3. Fase ossessiva: questa è la fase in cui si assiste ad una rapida escalation dei comportamenti ossessivi tipici di uno stile di attaccamento malsano. A questo punto della relazione, reale o di fantasia, i comportamenti ossessivi di controllo raggiungono un livello critico a tal punto da travolgere e condizionare la persona oggetto d’amore. La persona controllata a questo punto, oppressa, dall’estrema ansia e bisogno di controllo dll’’ossessivo, si ritira dal rapporto al fine di chiuderlo. Solitamente, sono evidenti i seguenti comportamenti:

 

  • La persona che riceve le attenzioni si sente incastrata e senza via di uscita da un rapporto in cui il partner richiede esagerate dimostrazioni di attenzione, mette limiti e controlla.
  • L’ossessivo accusa il partner di dire menzogne a causa della sua estrema ansia abbandonica;
  • L’ossessivo mostra comportamenti compulsivi: tra cui telefonate continue, appostamenti sotto casa e sl luogo di lavoro con l’obiettivo di assicurarsi che il partner sia dove dice di essere;
  • Attività di controllo per scoprire le attività quotidiane e le abitudini del partner vittima.
  • Usi di tattiche manipolazione psicologica per indurre nel partner senso di colpa: mettere in discussione l’imeneo amore del partner al fine di richiedere più dimostrazioni di attenzione. 

 

4. Fase distruttiva: questa è la fase finale dello sviluppo di una relazione ossessiva in cui avviene la distruzione del rapporto.
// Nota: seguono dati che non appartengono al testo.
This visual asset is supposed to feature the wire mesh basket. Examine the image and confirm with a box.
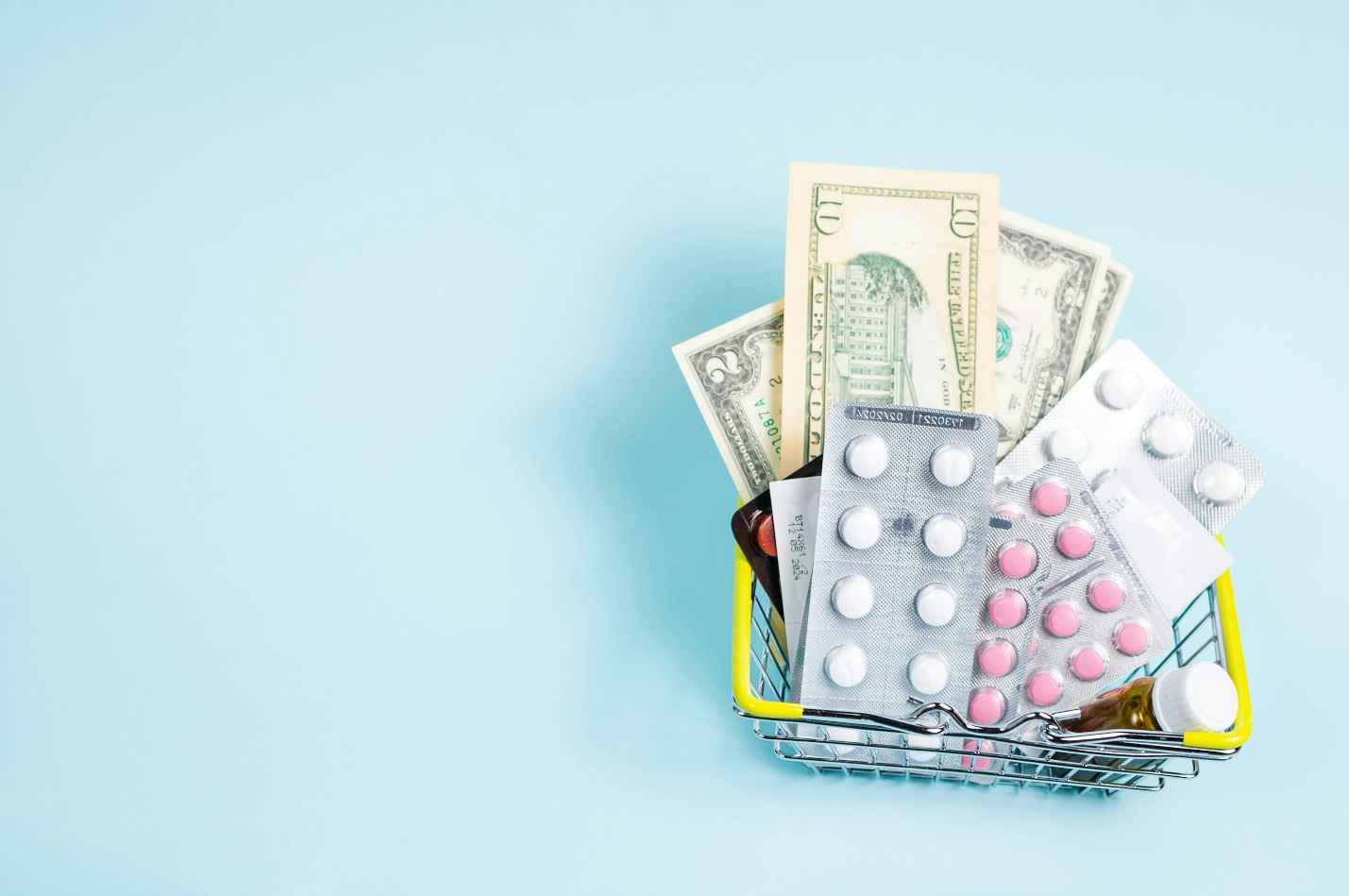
[732,533,1251,795]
A seguito dei comportamenti messi in atto nelle fasi precedenti si assiste comprensibilmente alla fuga della persona corteggiata. Questa è considerata la fase più pericolosa della quattro perché l’ossessivo, a seguito del rifiuto ricevuto e dell’abbandono, precipita improvvisamente in una profonda depressione. In questa fase i i comportamenti ossessivi possono includere:

 

  • Stato depressivo profondo con sentimenti di vuoto;
  • Perdita improvvisa di autostima a causa del crollo del rapporto.
  • Sentimenti estremi di senso di colpa e, a volte, odio verso di sé;
  • Rabbia e desiderio di vendetta nei confronti della persona oggetto d’amore che ha rotto il legame;
  • Negazione della rottura del legame e della gravità dei comportamenti mostrati;
  • Tentativi di recuperare il rapporto e convincere il partner con promesse di “cambiamento”;
  • Ricorso all’uso di droghe, alcol, cibo o sesso per sfuggire al dolore emotivo.

 

Una persona che si approccia ad una relazione in tal modo non migliora con il tempo; è più facile che, a seguito del fallimento di una relazione, ricerchi un nuovo partner per instaurare le medesime dinamiche insane. E' necessario lavorare sull'origine della sua modalità relazionale che ha probabilmente origine in un attaccamento ansioso-ambivalente con la figura materna.